After attracting attention as an amateur player, he signed for Cardiff City in 1967 and made his professional debut soon after. However, a broken ankle and strong competition for places limited him to nine league appearances over three seasons. During his time with Cardiff, he became the first player to score a headed hat-trick in a European competition during a match against Mjøndalen IF in 1969.

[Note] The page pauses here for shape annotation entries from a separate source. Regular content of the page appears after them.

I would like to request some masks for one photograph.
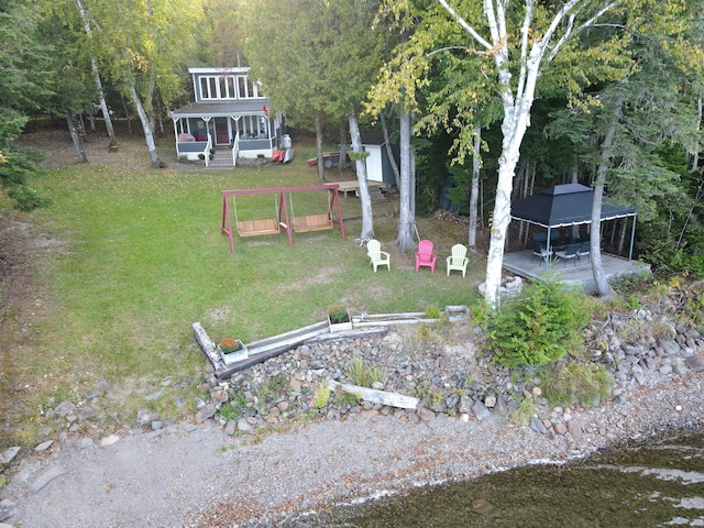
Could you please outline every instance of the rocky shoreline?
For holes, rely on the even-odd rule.
[[[296,526],[340,502],[564,462],[704,424],[704,339],[667,310],[610,314],[587,329],[592,360],[615,380],[612,395],[588,407],[550,406],[534,372],[492,363],[479,342],[469,321],[404,326],[330,336],[228,381],[208,366],[200,388],[210,398],[193,420],[145,410],[102,438],[65,430],[37,446],[2,488],[0,522]],[[380,391],[416,396],[418,409],[337,393],[316,403],[323,380],[351,382],[354,358],[383,372]],[[518,397],[537,405],[526,425],[514,420]],[[67,402],[50,410],[47,420],[96,419]]]
[[[208,369],[201,388],[211,399],[199,404],[195,419],[212,419],[229,435],[305,418],[341,420],[360,413],[394,415],[411,424],[439,417],[468,424],[510,420],[520,402],[532,398],[537,411],[530,428],[562,437],[566,451],[579,454],[583,432],[593,432],[588,426],[574,420],[569,407],[549,405],[535,370],[505,369],[482,353],[476,345],[481,339],[481,331],[466,320],[391,327],[383,336],[328,334],[224,382]],[[704,338],[649,308],[609,314],[606,321],[590,326],[585,342],[592,361],[604,364],[613,375],[610,396],[617,405],[626,404],[636,387],[653,387],[690,371],[704,372]],[[377,372],[381,380],[372,388],[417,397],[417,409],[355,402],[340,392],[321,398],[319,391],[327,380],[354,383],[354,362]],[[609,440],[618,436],[605,435]]]

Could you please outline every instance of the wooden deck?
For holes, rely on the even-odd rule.
[[[606,253],[602,253],[602,265],[607,278],[650,271],[649,264]],[[586,257],[571,261],[558,260],[548,265],[546,261],[534,255],[530,250],[518,251],[504,254],[504,268],[531,280],[541,279],[549,268],[557,273],[562,282],[580,286],[585,294],[596,293],[592,264]]]

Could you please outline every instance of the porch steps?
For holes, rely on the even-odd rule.
[[[208,168],[232,168],[232,151],[230,148],[216,148],[212,160],[208,162]]]

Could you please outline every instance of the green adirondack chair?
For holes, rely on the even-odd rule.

He moved to Bristol Rovers in 1970 for £12,500, scoring 18 league goals in 57 appearances. After a brief loan spell with Swansea City in 1973, he moved to South Africa.

==Early life==
Born in Forfar, Allan grew up in the village of Killiecrankie. At the age of fifteen, he began working in a mine alongside his father in the nearby town of Tullibody. However, after three months, the family relocated to Yorkshire.

==Career==
===Early career===
Allan began his football career as an amateur, featuring for Barnsley and Doncaster Rovers. He was offered a part-time contract with Welsh side Rhyl, managed by Albert Dunlop, who were playing in the Cheshire League. He developed a reputation as a prolific goalscorer for Rhyl, earning himself the nickname "The Boy with the Golden Boots". His form attracted attention from several clubs and Dunlop personally travelled with Allan in an attempt to secure a transfer. The pair later met Tony Kay, who warned Allan that Dunlop was using the transfer as a way of making money for himself. Allan instead returned to Rhyl where the chairman confirmed the suspicions and instead contacted Cardiff City.

===Cardiff City===
After impressing manager Jimmy Scoular, Allan joined Cardiff in 1967 for a fee of £12,500. He made his professional debut for the club on 19 August 1967, the opening day of the 1967–68 season, in a 1–1 draw with Plymouth Argyle. In his second appearance a month later, Allan suffered a broken ankle. After an extended period out, he made his return to the first team over a year later, scoring his first senior professional goal during a 2–0 victory over Bury. Despite scoring eight times in eleven matches during a tour of Mauritius and Zambia on his return, Allan found first team opportunities limited due to the presence of several senior forwards at the club, including John Toshack, Brian Clark and Bobby Brown. Allan later stated that he was largely overlooked as "Jimmy Scoular, thought the club could sell John Toshack and kept playing him."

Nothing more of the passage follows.